Quotes about Introspection
IT is not that someone else is preventing you from living happily; you yourself do not know what you want. Rather than admit this, you pretend that someone is keeping you from exercising your liberty. Who is this? It is you yourself.
— Thomas Merton
To separate meditation from prayer, reading and contemplation is to falsify our picture of the monastic way of prayer. In proportion as meditation takes on a more contemplative character, we see that it is not only a means to an end, but also has something of the nature of an end.
— Thomas Merton
Humility is a virtue, not a neurosis.
— Thomas Merton
If our life is poured out in useless words, we will never hear anything, will never become anything, and in the end, because have said everything before we had anything to say, we shall be left speechless at the moment of our greatest decision.
— Thomas Merton
I cannot discover God in myself and myself in Him unless I have the courage to face myself exactly as I am, with all my limitations, and to accept others as they are, with all their limitations.
— Thomas Merton
To know when to stop To know when you can get no further By your own action, This is the right beginning!
— Thomas Merton
We are warmed by fire, not by the smoke of the fire.
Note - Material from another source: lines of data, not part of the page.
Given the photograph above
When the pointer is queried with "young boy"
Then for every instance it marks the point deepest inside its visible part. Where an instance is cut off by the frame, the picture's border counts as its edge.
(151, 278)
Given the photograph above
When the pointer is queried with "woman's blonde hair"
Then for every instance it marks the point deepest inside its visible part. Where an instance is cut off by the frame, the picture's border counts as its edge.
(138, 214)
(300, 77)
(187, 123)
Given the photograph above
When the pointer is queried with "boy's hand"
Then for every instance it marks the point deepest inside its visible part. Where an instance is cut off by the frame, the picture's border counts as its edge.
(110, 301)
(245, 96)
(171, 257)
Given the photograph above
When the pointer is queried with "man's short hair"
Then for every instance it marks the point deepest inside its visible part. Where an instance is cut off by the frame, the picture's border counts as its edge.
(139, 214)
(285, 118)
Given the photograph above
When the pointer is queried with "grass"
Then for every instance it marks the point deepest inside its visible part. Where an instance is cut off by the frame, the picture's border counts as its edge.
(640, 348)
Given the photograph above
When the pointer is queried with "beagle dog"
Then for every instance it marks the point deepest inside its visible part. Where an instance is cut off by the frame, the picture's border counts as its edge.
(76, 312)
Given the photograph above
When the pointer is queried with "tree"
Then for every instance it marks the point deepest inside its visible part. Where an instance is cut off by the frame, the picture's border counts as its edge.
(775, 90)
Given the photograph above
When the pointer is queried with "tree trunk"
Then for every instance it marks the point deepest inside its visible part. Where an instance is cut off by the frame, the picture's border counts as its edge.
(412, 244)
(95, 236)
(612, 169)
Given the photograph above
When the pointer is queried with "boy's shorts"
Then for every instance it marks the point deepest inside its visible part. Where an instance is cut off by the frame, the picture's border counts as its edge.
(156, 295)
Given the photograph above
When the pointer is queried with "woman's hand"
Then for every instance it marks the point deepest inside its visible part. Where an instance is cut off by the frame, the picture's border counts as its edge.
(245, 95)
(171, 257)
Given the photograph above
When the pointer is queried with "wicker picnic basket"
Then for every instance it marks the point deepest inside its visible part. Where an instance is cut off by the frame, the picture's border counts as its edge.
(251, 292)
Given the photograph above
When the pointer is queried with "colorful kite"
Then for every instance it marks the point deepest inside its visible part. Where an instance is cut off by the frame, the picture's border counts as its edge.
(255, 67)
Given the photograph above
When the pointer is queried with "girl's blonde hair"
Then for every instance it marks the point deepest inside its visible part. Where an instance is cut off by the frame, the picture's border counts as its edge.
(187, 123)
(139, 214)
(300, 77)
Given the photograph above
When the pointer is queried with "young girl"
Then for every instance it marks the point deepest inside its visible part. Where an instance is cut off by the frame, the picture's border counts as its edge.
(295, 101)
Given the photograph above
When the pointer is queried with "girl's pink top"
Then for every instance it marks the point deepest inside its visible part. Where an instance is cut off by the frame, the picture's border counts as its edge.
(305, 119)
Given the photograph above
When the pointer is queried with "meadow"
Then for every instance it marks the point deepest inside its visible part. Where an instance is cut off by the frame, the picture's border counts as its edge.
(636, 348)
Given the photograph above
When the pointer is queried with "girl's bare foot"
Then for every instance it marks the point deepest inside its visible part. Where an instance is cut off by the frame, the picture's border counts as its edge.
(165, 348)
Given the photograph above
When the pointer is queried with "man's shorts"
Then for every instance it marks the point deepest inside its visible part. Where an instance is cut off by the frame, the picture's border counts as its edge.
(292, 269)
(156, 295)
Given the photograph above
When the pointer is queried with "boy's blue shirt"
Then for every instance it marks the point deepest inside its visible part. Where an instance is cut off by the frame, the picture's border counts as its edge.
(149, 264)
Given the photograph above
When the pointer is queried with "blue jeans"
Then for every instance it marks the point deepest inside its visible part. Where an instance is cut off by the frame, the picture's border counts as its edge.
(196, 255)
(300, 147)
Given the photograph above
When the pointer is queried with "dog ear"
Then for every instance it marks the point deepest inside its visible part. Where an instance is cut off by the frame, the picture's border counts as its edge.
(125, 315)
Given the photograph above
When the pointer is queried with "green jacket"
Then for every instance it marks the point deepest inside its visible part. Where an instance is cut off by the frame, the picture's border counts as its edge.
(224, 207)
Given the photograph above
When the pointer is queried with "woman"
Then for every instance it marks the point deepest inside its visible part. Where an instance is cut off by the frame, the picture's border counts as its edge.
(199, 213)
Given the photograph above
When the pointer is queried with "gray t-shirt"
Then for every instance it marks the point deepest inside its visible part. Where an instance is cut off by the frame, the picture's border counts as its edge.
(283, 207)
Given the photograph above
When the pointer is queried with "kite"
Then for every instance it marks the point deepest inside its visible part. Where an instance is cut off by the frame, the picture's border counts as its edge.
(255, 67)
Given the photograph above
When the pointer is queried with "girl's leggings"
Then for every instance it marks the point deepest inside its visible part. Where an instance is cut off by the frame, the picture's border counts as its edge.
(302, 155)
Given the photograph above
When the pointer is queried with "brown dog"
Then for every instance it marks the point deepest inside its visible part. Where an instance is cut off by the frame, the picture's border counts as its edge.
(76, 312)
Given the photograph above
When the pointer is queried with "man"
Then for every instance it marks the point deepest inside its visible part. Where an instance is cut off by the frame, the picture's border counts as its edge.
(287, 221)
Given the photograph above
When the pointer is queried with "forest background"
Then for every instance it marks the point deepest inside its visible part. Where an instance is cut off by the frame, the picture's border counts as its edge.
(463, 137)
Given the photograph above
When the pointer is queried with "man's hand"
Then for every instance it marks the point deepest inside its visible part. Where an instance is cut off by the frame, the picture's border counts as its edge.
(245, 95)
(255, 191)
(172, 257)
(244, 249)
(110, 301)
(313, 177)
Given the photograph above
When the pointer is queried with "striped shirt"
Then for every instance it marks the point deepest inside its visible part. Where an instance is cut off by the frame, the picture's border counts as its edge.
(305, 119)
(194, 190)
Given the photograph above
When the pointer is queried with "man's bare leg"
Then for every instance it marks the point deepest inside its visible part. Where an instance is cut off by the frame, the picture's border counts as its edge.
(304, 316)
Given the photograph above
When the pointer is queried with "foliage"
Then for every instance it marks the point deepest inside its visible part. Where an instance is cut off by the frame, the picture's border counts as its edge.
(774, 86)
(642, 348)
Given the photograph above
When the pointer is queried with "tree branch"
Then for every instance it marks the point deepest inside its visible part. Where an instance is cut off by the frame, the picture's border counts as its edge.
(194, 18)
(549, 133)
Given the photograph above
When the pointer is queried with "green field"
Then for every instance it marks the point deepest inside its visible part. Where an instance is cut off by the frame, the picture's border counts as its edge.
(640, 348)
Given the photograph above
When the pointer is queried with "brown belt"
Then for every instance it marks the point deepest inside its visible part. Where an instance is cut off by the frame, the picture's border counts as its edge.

We are carried over the sea by a ship, not by the wake of a ship. So too, what we are is to be sought in the invisible depths of our own being, not in our outward reflection in our own acts. We must find our real selves not in the froth stirred up by the impact of our being upon the beings around us, but in our own soul which is the principle of all our acts.
— Thomas Merton
All men seek peace first of all with themselves. That is necessary, because we do not naturally find rest even in our own being. We have to learn to commune with ourselves before we can communicate with other men and with God.
— Thomas Merton
We become ourselves by dying to ourselves. We gain only what we give up, and if we give up everything we can everything. We cannot find ourselves within ourselves, but only in others, yet at the same time, before we can go out to others we must find ourselves.
— Thomas Merton
In humility is the greatest freedom. As soon as you begin to take yourself seriously and imagine that your virtues are important because they are yours, you become the prisoner of your own vanity and even your best works will blind and deceive you. Then, in order to defend yourself, you will begin to see sins and faults everywhere in the actions of other[s].
— Thomas Merton
We must slow down to a human tempo and we'll begin to have time to listen.
— Thomas Merton
When a proud man thinks he is humble his case is hopeless.